Type I Error and Significance Level
- Type I Error: Occurs when the null hypothesis is falsely rejected when it is true.
- Significance Level: Measures the strength of sample evidence required to make a statistically significant decision.
Division of Continuous Distributions
- We split continuous distributions, like the normal distribution, into rejection and non-rejection regions based on the significance level or the probability distribution's characteristics.
- The critical value is used to divide the probability distribution curve into these two regions: rejection and non-rejection.
pnorm() and qnorm() Functions
- pnorm() function: Provides the cumulative density of the normal distribution at a given quantile.
- qnorm() function: Provides the quantile of a normal distribution at a given cumulative density.
- In essence: pnorm is the cumulative density function, while qnorm is the quantile function of a normal distribution.
Chi2 Test vs.

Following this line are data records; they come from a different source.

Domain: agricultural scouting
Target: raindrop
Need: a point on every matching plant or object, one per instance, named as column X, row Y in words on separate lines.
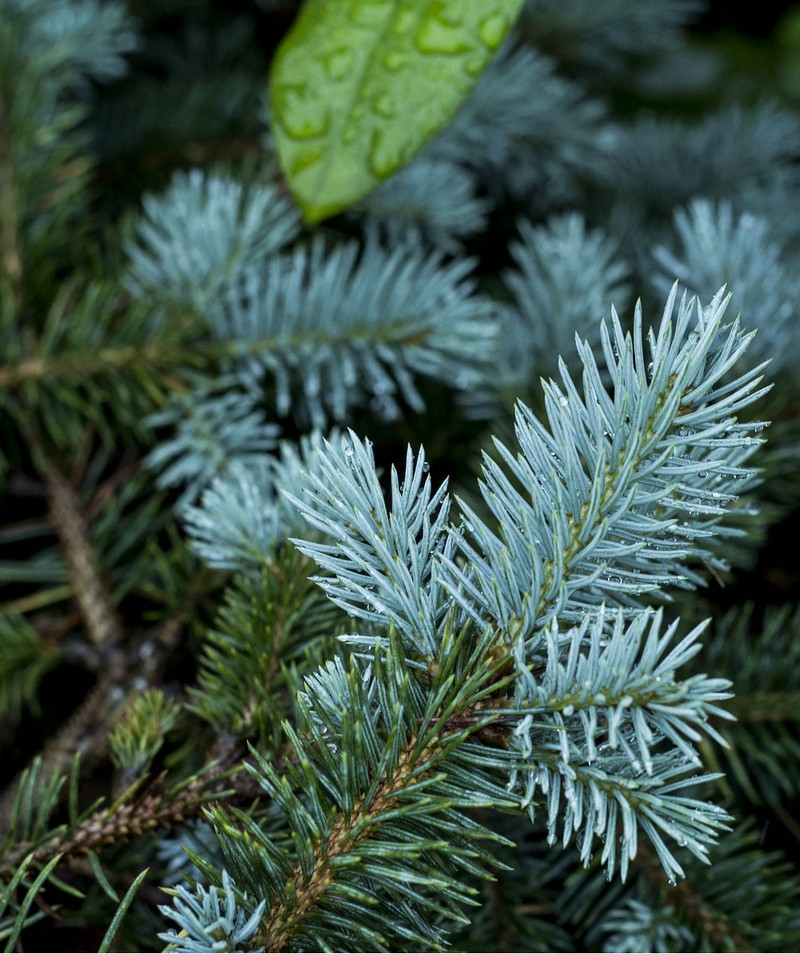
column 434, row 36
column 338, row 63
column 385, row 105
column 395, row 60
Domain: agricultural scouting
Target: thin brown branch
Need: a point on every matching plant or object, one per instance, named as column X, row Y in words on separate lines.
column 304, row 891
column 10, row 258
column 102, row 623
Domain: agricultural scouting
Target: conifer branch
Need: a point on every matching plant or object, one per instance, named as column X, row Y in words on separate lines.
column 304, row 889
column 683, row 898
column 10, row 259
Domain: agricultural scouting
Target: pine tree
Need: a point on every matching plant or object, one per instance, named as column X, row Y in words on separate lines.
column 407, row 580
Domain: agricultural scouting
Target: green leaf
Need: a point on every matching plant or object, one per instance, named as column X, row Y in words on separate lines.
column 122, row 910
column 359, row 86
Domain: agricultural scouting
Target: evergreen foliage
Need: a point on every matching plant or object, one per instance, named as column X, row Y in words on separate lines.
column 411, row 582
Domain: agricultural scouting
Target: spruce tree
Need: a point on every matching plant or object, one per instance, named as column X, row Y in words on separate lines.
column 391, row 529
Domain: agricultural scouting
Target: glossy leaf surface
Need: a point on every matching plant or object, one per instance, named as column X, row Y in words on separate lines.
column 359, row 86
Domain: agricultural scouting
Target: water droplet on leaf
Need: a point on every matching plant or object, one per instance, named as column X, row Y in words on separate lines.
column 338, row 63
column 435, row 36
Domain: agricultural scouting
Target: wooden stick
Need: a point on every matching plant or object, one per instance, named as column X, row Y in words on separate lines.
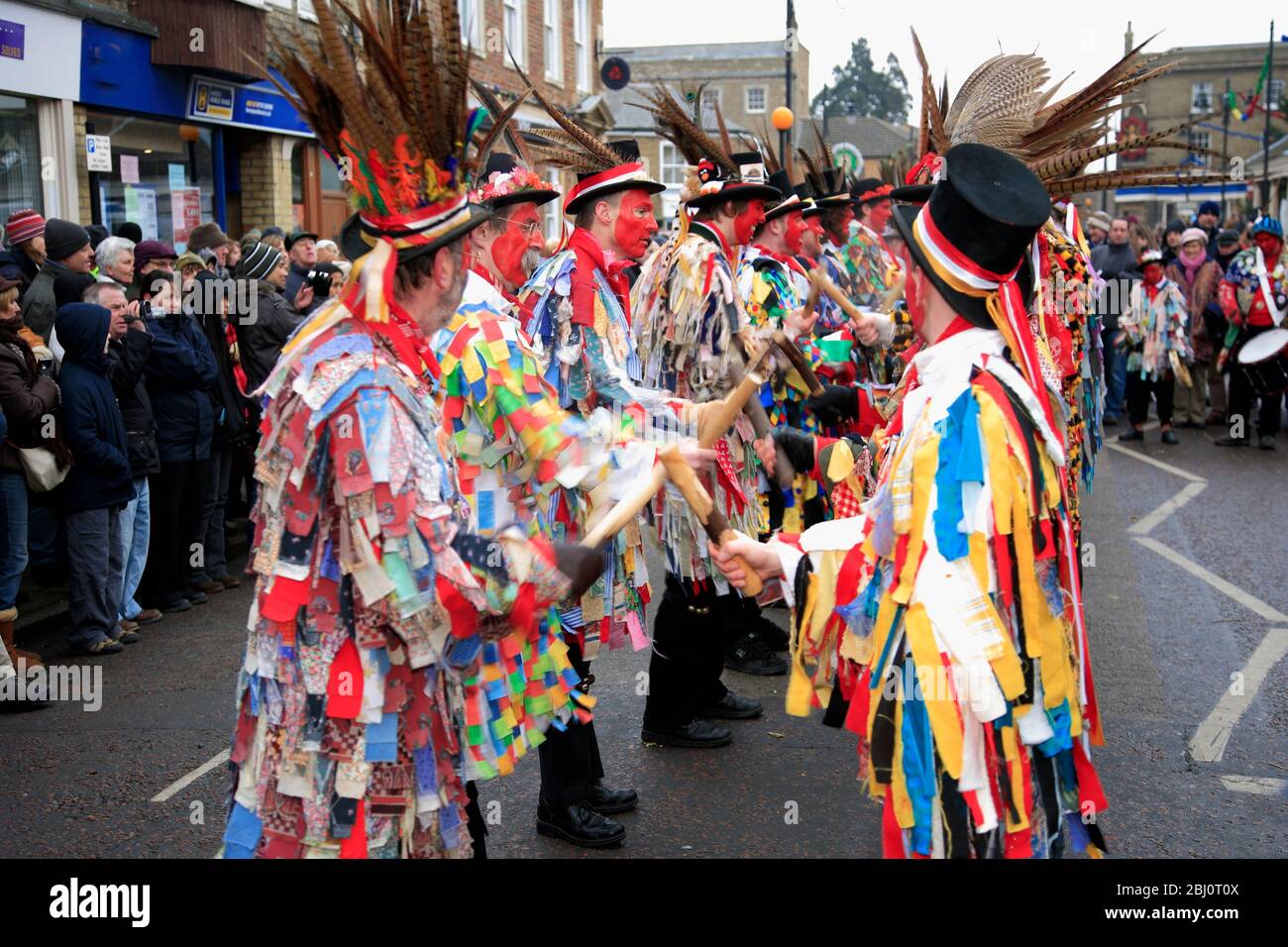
column 803, row 368
column 629, row 506
column 712, row 519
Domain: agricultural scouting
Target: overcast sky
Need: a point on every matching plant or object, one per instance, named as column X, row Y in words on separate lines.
column 1083, row 37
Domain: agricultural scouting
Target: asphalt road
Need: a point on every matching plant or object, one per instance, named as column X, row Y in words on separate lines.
column 1164, row 646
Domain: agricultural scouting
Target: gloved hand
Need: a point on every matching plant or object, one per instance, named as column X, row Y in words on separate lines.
column 798, row 447
column 835, row 405
column 580, row 565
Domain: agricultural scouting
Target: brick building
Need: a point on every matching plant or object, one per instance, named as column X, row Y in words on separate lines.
column 746, row 78
column 1196, row 88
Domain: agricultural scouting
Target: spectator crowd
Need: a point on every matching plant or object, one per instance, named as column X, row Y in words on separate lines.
column 128, row 427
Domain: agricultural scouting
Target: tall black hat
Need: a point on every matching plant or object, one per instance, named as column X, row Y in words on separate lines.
column 973, row 236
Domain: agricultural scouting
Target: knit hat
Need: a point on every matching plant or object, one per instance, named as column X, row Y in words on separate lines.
column 258, row 262
column 63, row 239
column 206, row 235
column 188, row 260
column 24, row 224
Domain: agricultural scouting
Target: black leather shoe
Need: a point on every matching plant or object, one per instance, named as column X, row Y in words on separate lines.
column 606, row 801
column 698, row 735
column 733, row 707
column 579, row 825
column 752, row 656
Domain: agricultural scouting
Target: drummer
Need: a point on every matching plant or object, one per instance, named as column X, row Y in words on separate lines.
column 1249, row 312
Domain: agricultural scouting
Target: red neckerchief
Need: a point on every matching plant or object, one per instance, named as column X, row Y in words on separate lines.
column 524, row 312
column 590, row 257
column 786, row 260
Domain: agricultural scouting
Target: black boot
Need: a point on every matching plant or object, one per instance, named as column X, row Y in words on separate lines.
column 578, row 823
column 606, row 801
column 697, row 735
column 752, row 656
column 733, row 707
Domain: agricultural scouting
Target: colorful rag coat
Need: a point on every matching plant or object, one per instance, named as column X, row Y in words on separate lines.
column 687, row 313
column 1157, row 330
column 581, row 329
column 949, row 613
column 391, row 654
column 522, row 459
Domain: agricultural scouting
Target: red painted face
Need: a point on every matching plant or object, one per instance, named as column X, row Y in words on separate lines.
column 746, row 223
column 522, row 235
column 1270, row 245
column 879, row 215
column 797, row 228
column 634, row 224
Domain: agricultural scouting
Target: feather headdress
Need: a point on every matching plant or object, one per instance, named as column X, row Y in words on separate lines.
column 391, row 111
column 1004, row 103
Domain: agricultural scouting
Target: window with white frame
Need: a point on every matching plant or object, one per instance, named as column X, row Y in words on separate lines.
column 472, row 24
column 674, row 166
column 550, row 30
column 1201, row 97
column 709, row 103
column 515, row 39
column 553, row 219
column 581, row 42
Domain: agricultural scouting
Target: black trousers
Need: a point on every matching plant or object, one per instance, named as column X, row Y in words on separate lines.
column 178, row 495
column 1241, row 397
column 1138, row 392
column 570, row 761
column 688, row 655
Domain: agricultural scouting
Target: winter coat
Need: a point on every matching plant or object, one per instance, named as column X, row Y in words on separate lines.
column 179, row 373
column 262, row 333
column 127, row 361
column 27, row 398
column 91, row 421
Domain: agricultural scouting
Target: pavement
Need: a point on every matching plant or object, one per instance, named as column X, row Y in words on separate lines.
column 1188, row 617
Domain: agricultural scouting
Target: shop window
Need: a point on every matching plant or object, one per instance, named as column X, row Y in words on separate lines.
column 20, row 157
column 161, row 178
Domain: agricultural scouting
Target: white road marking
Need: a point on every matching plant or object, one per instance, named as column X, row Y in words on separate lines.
column 1170, row 506
column 181, row 783
column 1256, row 785
column 1211, row 737
column 1214, row 733
column 1154, row 462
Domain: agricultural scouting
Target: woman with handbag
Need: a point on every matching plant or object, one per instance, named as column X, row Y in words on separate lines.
column 31, row 451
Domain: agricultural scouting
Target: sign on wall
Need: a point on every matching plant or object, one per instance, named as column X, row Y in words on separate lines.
column 98, row 153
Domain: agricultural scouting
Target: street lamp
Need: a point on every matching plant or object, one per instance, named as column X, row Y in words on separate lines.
column 782, row 119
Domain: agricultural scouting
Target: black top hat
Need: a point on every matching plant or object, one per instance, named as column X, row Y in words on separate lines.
column 502, row 162
column 750, row 183
column 984, row 211
column 623, row 176
column 790, row 198
column 359, row 237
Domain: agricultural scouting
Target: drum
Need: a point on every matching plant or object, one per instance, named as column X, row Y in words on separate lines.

ANOVA
- Chi2 Test: Used to determine the significant relationship between two categorical variables. Works solely with categorical variables.
- ANOVA (Analysis of Variance): Used for at least one categorical variable and a continuous dependent variable.
Appropriate Statistical Distributions
- Chi2 Test: Requires a continuous probability distribution, with the shape depending on its degrees of freedom, denoted as "k."
- ANOVA: Utilizes the F-distribution to assess whether three or more samples come from populations with the same mean.
Assignment Solution: Part II - Correlation and Regression
In this segment of the assignment, we explore concepts related to correlation, regression, and evaluation metrics for regression models. We differentiate covariance and correlation, discuss when to use Spearman's ρ and Kendall's τ coefficients, and distinguish between correlation and regression coefficients. We also delve into the meaning and workings of OLS (Ordinary Least Squares) and the metrics used to evaluate the goodness-of-fit in a linear regression model.
Covariance and Correlation
- Covariance: Measures the extent of dependency between two random variables. A high number denotes high dependency.
- Correlation: Measures the strength and direction of the relationship between two variables; it can be positive or negative.
Spearman's ρ and Kendall's τ
- Spearman's ρ: Used when analyzing ranked variables for covariance.
- Kendall's τ: Ideal when Pearson's correlation assumptions are not met, and when dealing with non-continuous data. Kendall is non-parametric.
Correlation Coefficient vs. Regression Coefficient
- Correlation Coefficient: Measures the degree of relationship between two variables.
- Regression Coefficient: Measures how variables influence each other within a regression model.
Ordinary Least Squares (OLS)
- OLS (Ordinary Least Squares), A linear regression technique used for estimating unknown parameters in a model.
- Works by minimizing the sum of squared residuals between actual and predicted values in a model.
Metrics for Regression Model Evaluation
- Root Mean Squared Error (RMSE): Measures the accuracy of model predictions.
- Mean Square Error (MSE): Assesses how closely a regression line aligns with the data points, providing a measure of goodness-of-fit.
By understanding these concepts, you will be well-equipped to handle hypothesis testing, correlation, regression, and the evaluation of regression models.